No es la primera (tampoco la última) resonancia magnética de cerebro que alguien se haya hecho en su vida. Tampoco la muerte de nadie. Lo más noticioso del caso es que ante el pavor y la claustrofobia del paciente –un paciente que ejerce aquí la paciencia en todo su esplendor– ese mismo cerebro que está siendo observado en su más completa intimidad se lanza a fabricar, a pedido del dueño, algunos efectos placebo. Empezando por la música: si es que esos ruidos tienen un patrón, ¿podemos intuir entonces cómo sigue el pentagrama mental después de esos tres golpes de negras y un silencio?
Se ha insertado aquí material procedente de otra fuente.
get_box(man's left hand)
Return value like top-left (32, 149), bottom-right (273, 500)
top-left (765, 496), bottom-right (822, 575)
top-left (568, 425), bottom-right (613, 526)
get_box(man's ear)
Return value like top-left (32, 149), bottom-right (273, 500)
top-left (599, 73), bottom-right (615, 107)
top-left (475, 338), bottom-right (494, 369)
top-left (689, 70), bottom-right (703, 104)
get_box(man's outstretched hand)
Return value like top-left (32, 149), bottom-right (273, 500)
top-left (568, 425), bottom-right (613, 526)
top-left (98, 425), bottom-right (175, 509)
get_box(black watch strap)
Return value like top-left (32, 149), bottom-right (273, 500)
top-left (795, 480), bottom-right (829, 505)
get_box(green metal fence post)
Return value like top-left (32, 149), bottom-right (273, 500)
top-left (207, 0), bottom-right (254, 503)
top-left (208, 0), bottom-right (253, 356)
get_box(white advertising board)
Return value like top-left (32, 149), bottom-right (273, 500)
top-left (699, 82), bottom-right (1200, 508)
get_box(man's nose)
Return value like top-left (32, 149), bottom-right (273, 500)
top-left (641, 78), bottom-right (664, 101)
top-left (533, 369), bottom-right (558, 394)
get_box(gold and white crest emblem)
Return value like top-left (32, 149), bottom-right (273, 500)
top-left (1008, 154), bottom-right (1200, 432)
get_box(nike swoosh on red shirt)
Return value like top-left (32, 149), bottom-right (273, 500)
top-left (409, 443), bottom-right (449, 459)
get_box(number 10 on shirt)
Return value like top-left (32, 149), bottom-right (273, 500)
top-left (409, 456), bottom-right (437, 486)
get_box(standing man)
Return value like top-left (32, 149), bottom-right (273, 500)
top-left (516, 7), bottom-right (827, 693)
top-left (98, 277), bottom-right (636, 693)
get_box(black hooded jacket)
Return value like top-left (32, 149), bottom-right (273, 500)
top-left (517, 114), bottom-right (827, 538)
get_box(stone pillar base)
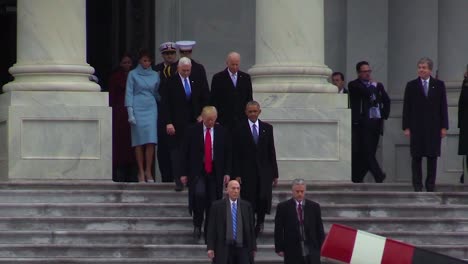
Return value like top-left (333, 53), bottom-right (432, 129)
top-left (254, 93), bottom-right (351, 181)
top-left (0, 91), bottom-right (111, 181)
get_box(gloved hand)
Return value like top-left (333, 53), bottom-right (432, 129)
top-left (127, 107), bottom-right (136, 125)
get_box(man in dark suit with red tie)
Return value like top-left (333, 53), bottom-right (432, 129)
top-left (160, 57), bottom-right (210, 191)
top-left (180, 106), bottom-right (231, 240)
top-left (402, 57), bottom-right (449, 192)
top-left (274, 179), bottom-right (325, 264)
top-left (211, 52), bottom-right (253, 130)
top-left (232, 101), bottom-right (279, 237)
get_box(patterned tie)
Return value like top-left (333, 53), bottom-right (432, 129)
top-left (231, 73), bottom-right (237, 87)
top-left (252, 124), bottom-right (259, 144)
top-left (298, 202), bottom-right (303, 224)
top-left (204, 128), bottom-right (212, 174)
top-left (423, 80), bottom-right (429, 97)
top-left (183, 78), bottom-right (191, 100)
top-left (232, 201), bottom-right (237, 241)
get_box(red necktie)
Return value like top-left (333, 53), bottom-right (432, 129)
top-left (298, 202), bottom-right (303, 224)
top-left (205, 128), bottom-right (213, 174)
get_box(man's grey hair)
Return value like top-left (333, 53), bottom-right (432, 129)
top-left (246, 100), bottom-right (261, 109)
top-left (291, 178), bottom-right (307, 188)
top-left (178, 57), bottom-right (192, 67)
top-left (417, 57), bottom-right (433, 71)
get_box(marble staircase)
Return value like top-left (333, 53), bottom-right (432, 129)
top-left (0, 181), bottom-right (466, 263)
Por más lúdica que uno quiera convertir la experiencia, saberse inmovilizado definitivamente es peor que estarlo, y la idea desconcentra. Está permitido abrir los ojos, pero ¿para qué ponerse a ver el enrejado de esa especie de casco, que no te toca, pero está ahí, con toda su tecnología de punta para recoger más datos? Mejor cerrar los párpados e imaginar manchas: les asigno el blanco a los metales y el negro a las maderas, tranquiliza pensar que esto que se va componiendo es como un cielo nublado, hasta que irrumpe un violeta obispo fuera de guion. La boca se reseca y las manos se humedecen: hay que desarmar el miedo que amenaza antes de caer vencido sobre el botón del pulsador que pide ayuda (el equivalente de sacar la mano a un lado para avisar a quien está del otro lado del vidrio que algo no anda bien en el caso de que el resonador sea abierto).
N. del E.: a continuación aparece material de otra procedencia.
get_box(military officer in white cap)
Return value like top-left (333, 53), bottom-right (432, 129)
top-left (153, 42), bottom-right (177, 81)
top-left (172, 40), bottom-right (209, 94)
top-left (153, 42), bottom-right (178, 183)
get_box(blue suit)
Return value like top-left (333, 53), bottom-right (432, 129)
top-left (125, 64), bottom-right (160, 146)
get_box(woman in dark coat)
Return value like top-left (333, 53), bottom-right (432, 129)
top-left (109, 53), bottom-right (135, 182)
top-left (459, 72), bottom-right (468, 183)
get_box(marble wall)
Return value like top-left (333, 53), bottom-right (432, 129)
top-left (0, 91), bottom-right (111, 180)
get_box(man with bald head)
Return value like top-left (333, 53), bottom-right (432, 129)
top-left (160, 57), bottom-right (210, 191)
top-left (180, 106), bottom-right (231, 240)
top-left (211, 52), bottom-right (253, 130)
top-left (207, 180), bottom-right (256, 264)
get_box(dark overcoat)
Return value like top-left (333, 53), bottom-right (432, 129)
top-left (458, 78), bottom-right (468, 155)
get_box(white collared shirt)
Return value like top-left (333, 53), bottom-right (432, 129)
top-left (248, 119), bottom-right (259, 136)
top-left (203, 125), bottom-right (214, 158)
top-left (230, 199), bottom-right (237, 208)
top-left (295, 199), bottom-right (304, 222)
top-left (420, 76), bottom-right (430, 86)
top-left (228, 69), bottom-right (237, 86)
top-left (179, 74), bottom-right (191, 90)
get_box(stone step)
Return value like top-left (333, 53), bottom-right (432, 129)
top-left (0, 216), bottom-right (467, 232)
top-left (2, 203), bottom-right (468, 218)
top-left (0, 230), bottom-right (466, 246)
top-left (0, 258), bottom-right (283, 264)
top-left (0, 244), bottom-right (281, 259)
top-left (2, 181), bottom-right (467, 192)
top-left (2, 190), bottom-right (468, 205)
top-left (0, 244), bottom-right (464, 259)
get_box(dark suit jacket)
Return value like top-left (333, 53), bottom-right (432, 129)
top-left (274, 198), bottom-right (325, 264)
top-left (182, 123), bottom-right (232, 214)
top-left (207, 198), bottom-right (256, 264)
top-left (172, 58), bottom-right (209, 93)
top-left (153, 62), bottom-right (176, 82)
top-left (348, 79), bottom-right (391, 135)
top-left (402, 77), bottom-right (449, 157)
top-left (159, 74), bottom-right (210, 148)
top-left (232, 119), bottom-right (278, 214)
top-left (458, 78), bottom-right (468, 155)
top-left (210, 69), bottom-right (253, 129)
"La danza -hoy es su día, celebrémosla- es un salvoconducto, un pasaporte para evadirse de la mejor manera."
La tercera es la vencida. Imagino ahora una danza. ¿Qué haría si fuera coreógrafa con este incesante material de percusión brutal e irregular? No encuentro mejor referencia que La consagración de la primavera, que Ígor Stravinski creó para ese dream team de genios que fueron los Ballets Rusos y que se convirtió en una de las obras más influyentes del siglo XX: pum, pum, pum, todos en la orquesta, los arcos de las cuerdas, el soplido de los vientos, los palillos del tambor; pum, pum, pum, los talones contra el suelo, el acento de esos cuerpos para abajo. Claro, que yo no soy Nijinsky ni esta sala blanca y fría una usina creativa en París de 1913, pero como consigna creativa para distraerme un rato el disparate no está nada mal. Mientras corre por las venas el líquido de un contraste de nombre difícil de memorizar, me concentro en ver los pies de una docena de bailarines como aplastando uvas en la vendimia de mi cabeza. Atisbo una risa y enseguida la censuro, porque no hay que moverse. Es que: ¡cómo no se me había ocurrido antes!
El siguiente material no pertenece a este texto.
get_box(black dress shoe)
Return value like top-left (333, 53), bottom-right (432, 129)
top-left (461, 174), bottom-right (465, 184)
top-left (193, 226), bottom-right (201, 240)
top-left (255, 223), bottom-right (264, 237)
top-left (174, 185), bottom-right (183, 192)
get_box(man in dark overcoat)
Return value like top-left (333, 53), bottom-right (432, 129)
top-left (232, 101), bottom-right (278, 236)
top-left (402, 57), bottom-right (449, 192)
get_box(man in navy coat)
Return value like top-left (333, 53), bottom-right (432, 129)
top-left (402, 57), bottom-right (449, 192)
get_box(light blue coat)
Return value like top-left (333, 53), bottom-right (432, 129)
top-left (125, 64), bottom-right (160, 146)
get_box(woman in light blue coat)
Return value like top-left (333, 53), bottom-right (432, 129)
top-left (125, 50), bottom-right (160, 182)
La danza –y hoy es su día, celebrémosla– es un salvoconducto, un pasaporte para evadirse de la mejor manera. A través de los años una y mil veces me ha funcionado así; quien se entrega a ella, sale mejor. Me lo digo en silencio, por supuesto, y acomodo mentalmente la postura: bajo los hombros, ajusto los glúteos y el abdomen. Me siento más equilibrada y fuerte. Recuerdo alrededor de una mesa de café, no hace más de una semana, que una amiga le decía a otra antes de que entrásemos al ballet: “Qué suerte que viniste, vas a ver que te va a hacer bien”. Y a la salida: “Viste, Beba: ¡el arte nos hace bien!” Sucumbí a una sonrisa, que ya estaba habilitada: la fría camilla retráctil me sacaba de ese infierno delirante.